Paul Vacca
Et si l’IA tuait l’IA ?
C’était prévisible. Avec l’engouement du grand public pour ChatGPT (pour les textes) ou DALL-E et Midjourney (pour les images), c’est une véritable déferlante de contenus que déversent quotidiennement les IA génératives.
Sam Altman, le CEO d’OpenAI, la maison mère de ChatGPT, estimait en février dernier que son entreprise produisait plus de 100 milliards de mots par jour – soit l’équivalent de la bagatelle de quelques millions de romans par jour – dont une partie se retrouve immanquablement dans les pipelines d’internet via des articles, des posts, des vidéos et autres productions.

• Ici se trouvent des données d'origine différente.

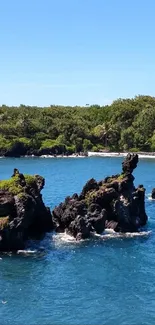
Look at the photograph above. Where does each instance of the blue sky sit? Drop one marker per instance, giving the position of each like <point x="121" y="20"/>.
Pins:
<point x="76" y="52"/>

Combien au juste ? C’est justement là que réside le problème : il est impossible de le savoir. Il n’existe à ce jour aucun moyen fiable permettant de détecter des contenus générés par IA. Cela pose évidemment un problème à tout un chacun pour différencier un contenu généré par l’intelligence – ou la bêtise – humaine d’un autre produit par une machine. Même si un grand nombre de contenus dits “synthétiques” sont détectables à l’œil nu, tant ils apparaissent incongrus ou artificiels.
Mais, paradoxalement, cette présence insoupçonnée de données synthétiques dans les tuyaux d’internet constitue une menace plus grande encore aux IA génératives elles-mêmes. Car celles-ci, en parcourant tous les recoins du web pour absorber les tombereaux de données dont elles ont besoin pour entraîner leurs modèles, ingèrent fatalement un nombre indéterminé de données générées par leur propre modèle. Or, comme l’ont montré des chercheurs, l’ingestion de ces données synthétiques provoque des effets de rétroaction indésirables nuisant à l’efficacité des IA génératives elles-mêmes.
Le seul remède existant pour enrayer l’entropie des modèles d’IA générative et pour juguler l’effondrement du modèle consiste à y réintroduire de l’humain
Dans un article interactif du New York Times, Aatish Bhatia montre, preuves à l’appui, ce qu’il advient lorsque les IA génératives – qu’il s’agisse de textes ou d’images – sont entraînées à l’aide de données synthétiques. Le résultat est désastreux. A la manière d’une photocopie de photocopie de photocopie, on constate une perte de qualité en ligne à chaque génération. Avec deux effets conjugués : d’une part, un rendu toujours plus flou à chaque passage et d’autre part, une perte de spécificité où les images reproduites – des chiffres ou des visages – en boucle finissent par se ressembler au bout de 30 générations. Une perte de précision mais aussi de diversité.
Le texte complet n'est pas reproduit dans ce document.